WPDFD Issue #13 - April 01, 1999
Some very interesting facts emerged from the Web Page Design for Designers Survey. With well over five thousand responses so far, it shows that readers of this site are predominantly graphics designers, a disproportionate number of them use Macintosh computers and they prefer Netscape as their primary browser. However, general Web surfers tend to use Windows machines and recent figures show that Microsoft Internet Explorer has overtaken Netscape in the browser market.
By far, the most obvious difference between Mac and Windows Web page is the size of fonts. Any font size specified on a Mac will turn out at least 33% bigger on a Windows machine, but the GIFs and JPEGs stay the same size. When the font size increases by 33% the lines wrap differently and blocks of text take up more room on the page. Unlike print design, where 10 point type is always 10 point type, a Web surfer has the option to set whatever default size and font they like, so Mac/PC differences apart, it is not a good idea to assume that the type size that you see on your machine is what your reader will be seeing.
You may have been told that graphics appear darker on a PC than on a Mac. This is only a half-truth. The colors in the Web palette are 20% steps of Red, Green and Blue and are shown in the chart opposite. Ideally, you should see five shades of each color, the sixth, (0%) is black in each case. If the 20% shade of each colour looks black too, then the monitor is not responding in a visibly linear fashion.

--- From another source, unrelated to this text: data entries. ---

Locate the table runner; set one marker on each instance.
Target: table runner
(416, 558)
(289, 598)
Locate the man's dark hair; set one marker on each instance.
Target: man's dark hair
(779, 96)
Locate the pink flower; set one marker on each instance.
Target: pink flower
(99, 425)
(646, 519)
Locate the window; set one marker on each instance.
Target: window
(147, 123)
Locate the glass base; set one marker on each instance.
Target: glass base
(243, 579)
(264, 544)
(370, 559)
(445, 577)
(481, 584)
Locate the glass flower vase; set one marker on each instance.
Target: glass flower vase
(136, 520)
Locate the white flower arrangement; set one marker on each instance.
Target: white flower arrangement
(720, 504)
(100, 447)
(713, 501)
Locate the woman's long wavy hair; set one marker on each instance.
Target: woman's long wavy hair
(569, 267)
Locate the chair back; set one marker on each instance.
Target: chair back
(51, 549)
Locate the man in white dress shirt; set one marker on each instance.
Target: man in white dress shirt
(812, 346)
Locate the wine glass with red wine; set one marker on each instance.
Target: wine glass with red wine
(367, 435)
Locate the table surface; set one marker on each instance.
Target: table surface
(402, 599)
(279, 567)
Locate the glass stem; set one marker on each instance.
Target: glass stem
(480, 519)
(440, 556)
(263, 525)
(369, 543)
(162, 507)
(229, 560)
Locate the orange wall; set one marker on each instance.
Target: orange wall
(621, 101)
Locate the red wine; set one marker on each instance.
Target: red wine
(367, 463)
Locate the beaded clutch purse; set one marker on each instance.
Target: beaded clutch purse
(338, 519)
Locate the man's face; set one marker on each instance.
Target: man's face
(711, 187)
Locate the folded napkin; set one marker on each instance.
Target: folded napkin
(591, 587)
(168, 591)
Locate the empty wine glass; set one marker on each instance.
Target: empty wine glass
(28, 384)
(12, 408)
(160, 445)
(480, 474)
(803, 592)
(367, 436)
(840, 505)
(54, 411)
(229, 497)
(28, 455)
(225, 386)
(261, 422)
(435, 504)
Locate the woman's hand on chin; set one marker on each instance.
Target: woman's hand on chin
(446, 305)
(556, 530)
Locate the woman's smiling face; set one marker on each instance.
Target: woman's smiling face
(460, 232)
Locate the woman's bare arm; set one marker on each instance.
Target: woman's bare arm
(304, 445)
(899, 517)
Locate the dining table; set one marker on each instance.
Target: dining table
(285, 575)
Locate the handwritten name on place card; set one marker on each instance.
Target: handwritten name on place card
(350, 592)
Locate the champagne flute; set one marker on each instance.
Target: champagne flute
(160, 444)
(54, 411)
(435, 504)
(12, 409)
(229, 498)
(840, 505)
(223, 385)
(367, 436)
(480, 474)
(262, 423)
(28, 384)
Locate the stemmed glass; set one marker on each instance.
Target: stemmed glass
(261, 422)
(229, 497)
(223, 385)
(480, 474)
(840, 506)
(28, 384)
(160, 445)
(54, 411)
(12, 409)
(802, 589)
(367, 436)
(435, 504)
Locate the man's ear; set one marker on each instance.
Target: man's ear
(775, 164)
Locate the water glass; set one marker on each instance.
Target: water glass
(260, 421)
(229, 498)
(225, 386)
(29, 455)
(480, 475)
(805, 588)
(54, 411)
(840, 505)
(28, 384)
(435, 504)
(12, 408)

With the ability to change default font sizes in a browser and to change the gamma with GammaToggleFKEY, it is fairly easy to simulate a PC browsing environment on a Mac screen, but wait, the differences between Mac and PC versions of Netscape and MsIE are even more of a headache and you can't so easily simulate those. You either need to have a real PC or a Windows emulator like SoftWindows or VirtualPC.
Usually, I try to keep reviews non-platform specific but as this month's editorial is biased towards Mac users anyway, this review will be of more interest to them. If anyone knows of a similar product for PCs, please let me know. If you work in both print and Web design you need to adjust your monitor gamma differently for each situation. The default Mac gamma of 1.8 gives a fairly accurate preview of how a picture will look on a printed page and assumes that there will be a slight 'dot gain' as the ink spreads a little on each halftone dot.